I am about to miss what will probably be the best and most explosive staff meeting at work ever- we had some pretty big events last weekend, during which one guy quit and several others were inconsolably insulted by things the first guy said and did. As a result, our boss called an EMERGENCY staff meeting and instructed us all to type out every single complaint we have, EVEN ABOUT HER, about anybody in the store, and also anything good we have to say and drop it into this SEALED box to be read and dealt with at the meeting. Unfortunately I didn't eat dinner last night after clinching through a night of fit-throwing from the little dude in my house, plus finding out that Kane has been looking at PORN on the internet, and as a result I spent most of the night lying awake with a burning, cramping gut. IT WAS AWESOME. Anyways, this morning I felt terrible and stayed out of work and now I'm missing the meeting. Seriously, every person I work with has chips on they shoulders and grudges and secrets and they all secretly, or openly, dislike almost everyone else there and I AM MISSING ALL THE ACTION. I didn't ever type my grievances and so now I'll type them here:

I wish my boss didn't throw boxes at me, or clap in my face, or grunt at me and roll her eyes at me. I think these tactics are counterproductive, in that they make me want to steal things and throw bricks through the window.
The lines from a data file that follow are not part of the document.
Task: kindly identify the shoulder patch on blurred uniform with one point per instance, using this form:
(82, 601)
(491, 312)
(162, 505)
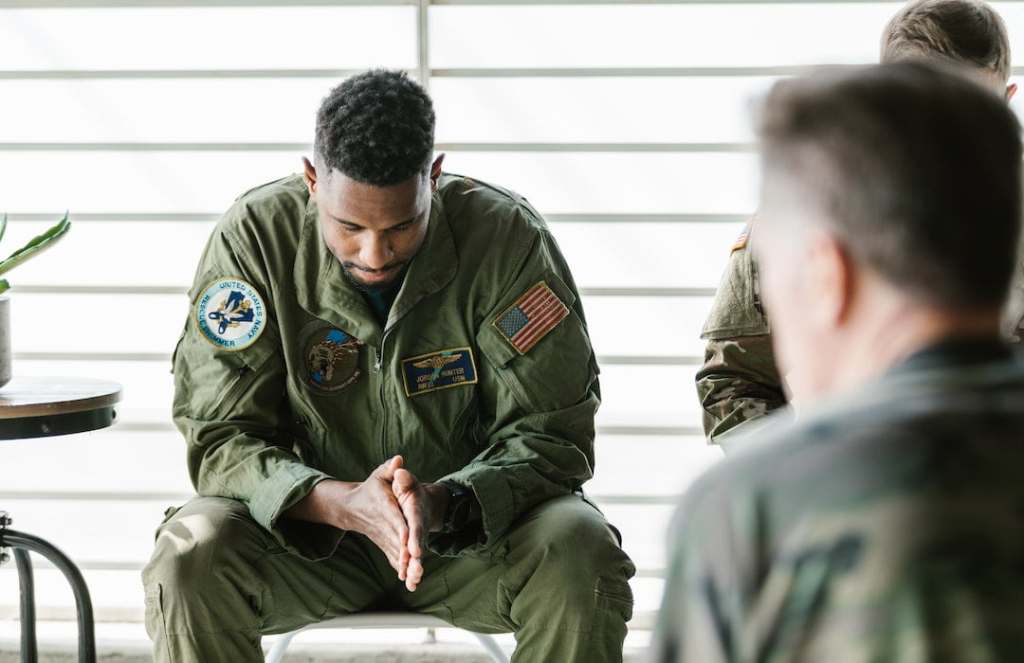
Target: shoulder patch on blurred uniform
(438, 370)
(230, 314)
(332, 359)
(740, 242)
(532, 316)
I wish that all the lip-service my boss gives to equality and how everyone in the workplace should be treated the same had any truth, and effect on the way she treats her employees. One guy can scream about scrotums and putting stuff in his butt and licking butts and show stuffy old clients naked pictures of his boyfriend's ass and IT'S JUST SO GOSH-DARNED CUTE, THOSE GAY BOYS! But I make one loud comment about wanting a beer and I'm chastised in front of the entire staff, singled out as an example of how INAPPROPRIATE we can be at work and how it should stop.

I think that pretty much everyone we work with does a good job and works hard and is good at what they do. HA HA, BITCHES. I may get tired of certain people pouting and throwing fits and refusing to take their phone calls and refusing to talk to customers and getting irritable if I ask them questions and trying to pass as much of their work as possible off on me, but I also respect all of them. Almost. Almost all of them. And that's pretty good, right?